デカルト
よみ方
でかると
英 語
Descartes, Rene
説 明
デカルト(Rene Descartes;1596-1650)は近世哲学の祖といわれるフランスの哲学者、自然科学者。「近代哲学の父」とも称せられる。フランスの貴族の家に生まれ、1606年にイエズス会の学院に入りスコラ学を学んだ。一方で、啓蒙主義思想の影響を受け、数学を通じて合理的思想を育てた。1618年に学院を出て、三十年戦争に旧教派として従軍、その後ヨーロッパ各地を遍歴しながら自らの哲学を構築した。主にオランダで活動していたが、1650年にスウェーデン女王クリスティナに招かれて当地に赴き、そこで亡くなった。

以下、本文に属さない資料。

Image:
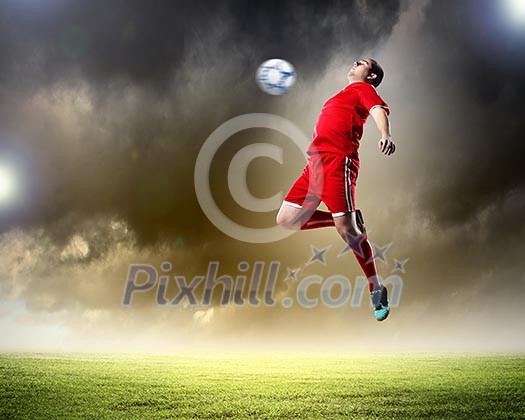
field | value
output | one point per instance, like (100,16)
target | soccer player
(332,167)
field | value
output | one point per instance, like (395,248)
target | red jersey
(339,127)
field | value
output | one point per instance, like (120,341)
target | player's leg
(298,210)
(339,196)
(352,230)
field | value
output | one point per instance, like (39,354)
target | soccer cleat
(380,303)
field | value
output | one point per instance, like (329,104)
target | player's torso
(339,127)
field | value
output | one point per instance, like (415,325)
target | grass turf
(298,386)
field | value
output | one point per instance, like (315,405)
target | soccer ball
(275,76)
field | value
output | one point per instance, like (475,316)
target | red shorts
(327,177)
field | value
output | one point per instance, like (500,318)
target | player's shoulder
(363,86)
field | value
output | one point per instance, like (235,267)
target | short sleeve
(370,99)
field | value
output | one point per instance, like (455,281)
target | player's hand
(387,146)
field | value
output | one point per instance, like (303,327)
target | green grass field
(261,386)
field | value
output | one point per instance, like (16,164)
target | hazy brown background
(105,105)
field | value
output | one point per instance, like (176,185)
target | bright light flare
(516,11)
(7,183)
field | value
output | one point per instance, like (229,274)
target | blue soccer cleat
(380,303)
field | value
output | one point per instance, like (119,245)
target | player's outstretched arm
(386,144)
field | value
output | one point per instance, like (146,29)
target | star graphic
(318,255)
(399,265)
(379,252)
(292,274)
(353,243)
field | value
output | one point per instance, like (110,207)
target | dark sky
(104,106)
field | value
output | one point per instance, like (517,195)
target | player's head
(366,70)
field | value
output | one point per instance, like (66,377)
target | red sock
(367,263)
(318,219)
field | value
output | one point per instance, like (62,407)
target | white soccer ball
(275,76)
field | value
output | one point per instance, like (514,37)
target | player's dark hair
(378,71)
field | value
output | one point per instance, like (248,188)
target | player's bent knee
(345,226)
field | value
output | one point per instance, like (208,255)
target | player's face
(360,70)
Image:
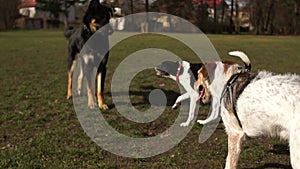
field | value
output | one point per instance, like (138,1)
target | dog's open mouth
(162,73)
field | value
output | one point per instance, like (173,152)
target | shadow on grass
(273,165)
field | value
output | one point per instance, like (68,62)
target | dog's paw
(201,121)
(79,92)
(69,97)
(103,106)
(174,106)
(185,124)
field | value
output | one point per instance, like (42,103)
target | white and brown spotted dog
(185,74)
(253,104)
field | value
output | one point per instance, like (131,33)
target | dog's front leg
(193,103)
(180,99)
(90,85)
(235,141)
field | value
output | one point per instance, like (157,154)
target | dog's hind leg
(79,80)
(180,99)
(71,67)
(235,140)
(100,88)
(295,142)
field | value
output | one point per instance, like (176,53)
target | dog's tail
(244,58)
(69,31)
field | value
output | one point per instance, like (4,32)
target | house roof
(27,3)
(209,2)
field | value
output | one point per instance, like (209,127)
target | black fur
(78,37)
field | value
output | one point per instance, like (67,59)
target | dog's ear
(94,3)
(93,25)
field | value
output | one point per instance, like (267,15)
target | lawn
(39,127)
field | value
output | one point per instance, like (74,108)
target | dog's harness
(228,89)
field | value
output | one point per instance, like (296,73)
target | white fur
(215,88)
(268,106)
(185,79)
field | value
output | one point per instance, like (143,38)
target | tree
(8,13)
(275,16)
(55,7)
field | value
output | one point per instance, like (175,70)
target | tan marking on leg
(101,103)
(70,76)
(235,141)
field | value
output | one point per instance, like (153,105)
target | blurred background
(268,17)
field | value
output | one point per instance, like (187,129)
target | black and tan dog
(96,16)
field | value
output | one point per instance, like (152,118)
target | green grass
(39,127)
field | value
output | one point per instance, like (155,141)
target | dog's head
(97,15)
(213,76)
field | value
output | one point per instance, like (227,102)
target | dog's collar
(178,73)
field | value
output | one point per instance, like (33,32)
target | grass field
(39,127)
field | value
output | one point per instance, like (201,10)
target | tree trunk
(215,11)
(223,10)
(237,17)
(266,28)
(231,18)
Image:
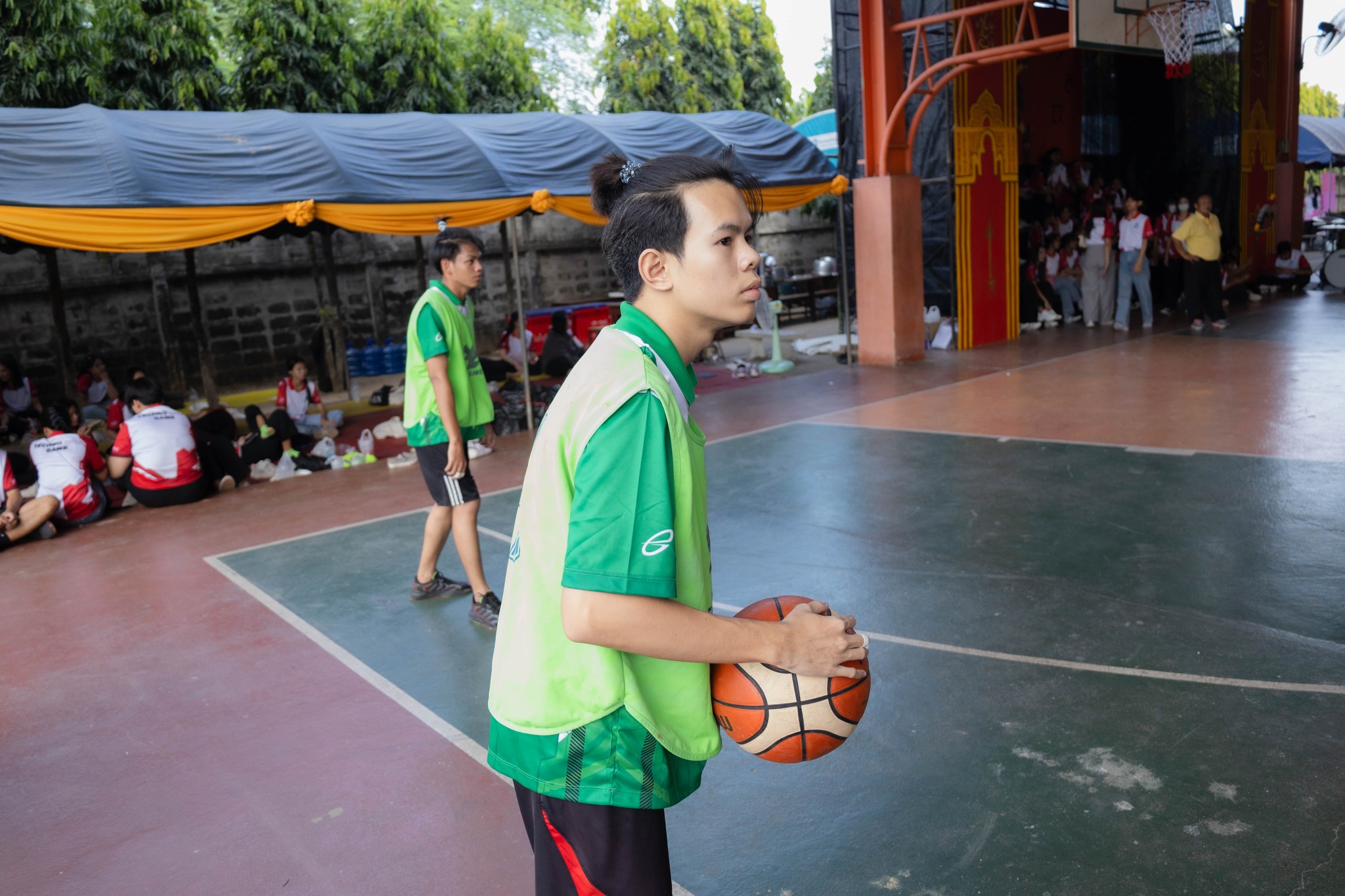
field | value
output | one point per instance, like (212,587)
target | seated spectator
(563,350)
(118,410)
(18,517)
(1034,303)
(158,448)
(1063,274)
(96,389)
(298,395)
(1293,270)
(1064,226)
(70,469)
(19,405)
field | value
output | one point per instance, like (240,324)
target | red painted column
(985,137)
(1289,171)
(888,230)
(1261,60)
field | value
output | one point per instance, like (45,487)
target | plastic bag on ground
(286,469)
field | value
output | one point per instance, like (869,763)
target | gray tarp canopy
(1321,141)
(156,181)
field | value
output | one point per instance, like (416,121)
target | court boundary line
(1133,449)
(1091,667)
(410,704)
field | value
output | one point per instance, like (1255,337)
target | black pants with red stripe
(595,851)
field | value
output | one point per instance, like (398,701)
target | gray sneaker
(439,587)
(486,612)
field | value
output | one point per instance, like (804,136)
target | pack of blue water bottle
(376,360)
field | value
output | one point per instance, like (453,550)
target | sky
(802,28)
(1329,70)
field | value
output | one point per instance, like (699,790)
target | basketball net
(1174,23)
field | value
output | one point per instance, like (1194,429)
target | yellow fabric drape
(159,230)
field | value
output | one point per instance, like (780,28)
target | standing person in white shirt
(1099,281)
(1133,236)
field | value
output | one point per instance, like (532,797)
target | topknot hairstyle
(449,242)
(645,209)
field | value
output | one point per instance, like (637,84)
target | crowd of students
(118,446)
(1094,255)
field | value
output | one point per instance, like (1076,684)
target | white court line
(353,662)
(1093,667)
(1133,449)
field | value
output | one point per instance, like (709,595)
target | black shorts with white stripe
(445,490)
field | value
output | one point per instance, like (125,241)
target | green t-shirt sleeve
(431,333)
(621,531)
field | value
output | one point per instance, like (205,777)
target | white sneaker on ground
(405,458)
(390,429)
(263,471)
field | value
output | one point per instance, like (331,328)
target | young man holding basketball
(449,403)
(600,691)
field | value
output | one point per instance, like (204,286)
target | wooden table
(802,293)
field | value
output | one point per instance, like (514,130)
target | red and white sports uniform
(1099,230)
(296,400)
(64,464)
(7,481)
(1162,236)
(160,446)
(1132,233)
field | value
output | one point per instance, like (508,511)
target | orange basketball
(782,716)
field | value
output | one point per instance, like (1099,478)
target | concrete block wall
(260,300)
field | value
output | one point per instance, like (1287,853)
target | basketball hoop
(1174,23)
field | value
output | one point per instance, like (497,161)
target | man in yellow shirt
(1197,241)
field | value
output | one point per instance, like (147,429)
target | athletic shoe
(390,429)
(439,587)
(263,471)
(486,612)
(405,458)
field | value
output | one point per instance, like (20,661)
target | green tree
(558,33)
(640,64)
(160,54)
(821,97)
(498,68)
(408,60)
(703,33)
(1317,101)
(47,54)
(764,86)
(299,55)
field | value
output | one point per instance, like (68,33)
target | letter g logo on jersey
(658,543)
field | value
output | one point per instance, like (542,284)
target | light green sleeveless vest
(541,681)
(471,394)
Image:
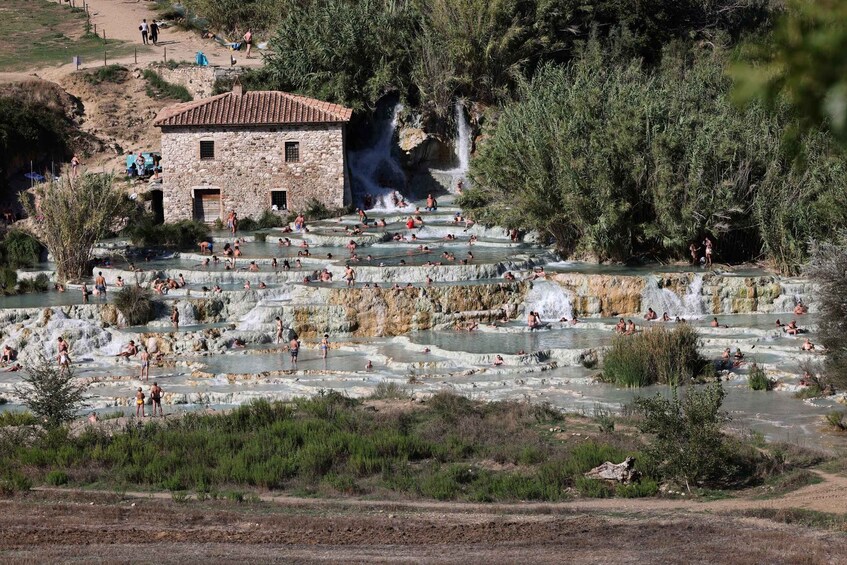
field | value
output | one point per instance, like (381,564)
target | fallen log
(620,472)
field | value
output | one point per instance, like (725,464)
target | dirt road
(64,525)
(74,527)
(121,18)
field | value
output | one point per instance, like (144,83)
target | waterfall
(550,301)
(377,174)
(694,307)
(663,300)
(462,143)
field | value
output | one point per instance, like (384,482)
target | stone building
(250,152)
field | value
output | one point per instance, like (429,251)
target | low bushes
(136,304)
(20,249)
(184,234)
(758,379)
(654,356)
(330,442)
(157,87)
(112,73)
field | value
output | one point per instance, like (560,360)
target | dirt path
(828,496)
(74,526)
(121,18)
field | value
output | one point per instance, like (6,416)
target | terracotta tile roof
(251,109)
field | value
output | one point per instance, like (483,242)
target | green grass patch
(17,419)
(41,33)
(116,74)
(332,445)
(157,87)
(788,482)
(655,355)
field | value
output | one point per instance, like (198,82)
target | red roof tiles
(252,109)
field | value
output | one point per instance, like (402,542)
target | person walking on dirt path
(139,403)
(154,32)
(145,30)
(156,397)
(248,40)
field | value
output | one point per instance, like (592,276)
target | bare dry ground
(51,527)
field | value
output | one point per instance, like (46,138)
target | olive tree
(51,393)
(72,213)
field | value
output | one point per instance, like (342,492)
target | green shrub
(157,87)
(17,419)
(8,280)
(758,379)
(184,234)
(687,443)
(56,478)
(112,73)
(593,488)
(136,304)
(655,355)
(50,392)
(640,489)
(20,249)
(835,419)
(390,390)
(41,283)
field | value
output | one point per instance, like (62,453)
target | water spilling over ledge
(428,312)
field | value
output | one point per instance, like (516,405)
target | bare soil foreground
(69,526)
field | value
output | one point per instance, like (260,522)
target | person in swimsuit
(294,349)
(145,364)
(707,243)
(324,345)
(139,403)
(156,397)
(100,284)
(129,351)
(278,329)
(64,358)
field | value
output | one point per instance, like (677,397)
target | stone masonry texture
(249,163)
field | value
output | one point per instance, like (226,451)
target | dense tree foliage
(346,52)
(803,61)
(29,131)
(72,214)
(828,269)
(614,160)
(432,51)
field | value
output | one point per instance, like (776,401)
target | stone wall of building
(249,163)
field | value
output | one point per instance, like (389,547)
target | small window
(207,150)
(279,198)
(292,151)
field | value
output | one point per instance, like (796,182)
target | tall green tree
(347,52)
(72,213)
(614,160)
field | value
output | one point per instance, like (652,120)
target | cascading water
(462,149)
(663,300)
(462,144)
(377,175)
(550,300)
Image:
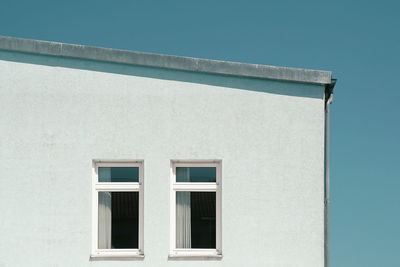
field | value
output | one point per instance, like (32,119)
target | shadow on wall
(252,84)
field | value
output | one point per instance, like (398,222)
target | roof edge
(165,61)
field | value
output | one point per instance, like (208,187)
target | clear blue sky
(358,40)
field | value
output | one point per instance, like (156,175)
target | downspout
(328,101)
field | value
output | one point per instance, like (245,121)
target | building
(120,158)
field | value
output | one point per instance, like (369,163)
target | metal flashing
(165,61)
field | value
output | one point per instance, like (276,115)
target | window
(195,209)
(117,189)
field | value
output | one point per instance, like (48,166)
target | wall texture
(58,114)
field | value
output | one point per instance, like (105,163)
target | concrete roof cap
(165,61)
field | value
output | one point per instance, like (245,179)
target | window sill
(117,256)
(194,257)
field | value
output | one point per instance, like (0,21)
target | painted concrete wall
(59,114)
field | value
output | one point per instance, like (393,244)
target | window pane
(196,174)
(119,174)
(195,220)
(118,220)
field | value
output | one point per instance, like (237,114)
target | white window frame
(199,187)
(116,187)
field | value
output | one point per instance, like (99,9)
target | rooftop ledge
(165,61)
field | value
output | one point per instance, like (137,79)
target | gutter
(328,100)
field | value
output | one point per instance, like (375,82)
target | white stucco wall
(59,114)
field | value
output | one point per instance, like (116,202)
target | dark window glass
(200,230)
(118,220)
(196,174)
(119,174)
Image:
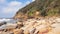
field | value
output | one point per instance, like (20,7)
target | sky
(8,8)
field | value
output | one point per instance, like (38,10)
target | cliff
(39,8)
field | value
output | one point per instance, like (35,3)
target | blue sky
(8,8)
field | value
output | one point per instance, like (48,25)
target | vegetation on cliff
(44,7)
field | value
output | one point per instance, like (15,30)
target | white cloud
(2,1)
(33,0)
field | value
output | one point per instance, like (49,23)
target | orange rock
(44,30)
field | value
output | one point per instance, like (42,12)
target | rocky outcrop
(44,7)
(35,26)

デカルトは、哲学にも数学と同様な確実に証明できる原理があるべきだと考え、先入観を除いて思考を進めようとした。徹底的な懐疑から出発した結果、自己の存在は疑う余地がないとの結論に達し、「我思う故に我あり(cogito, ergo sum)」という有名な命題を得た。さらに、自然と人間精神を峻別し、自然現象を機械論的に対象化する二元論の立場をとった。真空を廃し、すべての空間には連続でいくらでも細かく分割できる微細物質が詰まっているとして、遠隔操作としての力を否定し、物体の運動の原理を、空間における渦動にあるとした。ロバート・フックはこの考え方を受け継ぎ、デカルトの宇宙に満ちている微細物質をエーテル(aether, ether)と呼び、光とはエーテルの中を伝わる振動であるとした。この運動論は後に否定されたが、彼の解析幾何を手法とする自然現象の探究と、二元論的な認識法は、近代科学の指導的原理となった。著書に『世界論』(宇宙論)Le Monde、『方法序説』Discours de la méthode、『情念論』Les passions de l’ameなどがある。
なお、デカルトのラテン語名はレナトゥス・カルテシウス (Renatus Cartesius) であり、デカルト格子(Cartesian grid)など、デカルトの名がついたものにカルテシアン(Cartesian)という表現が用いられる。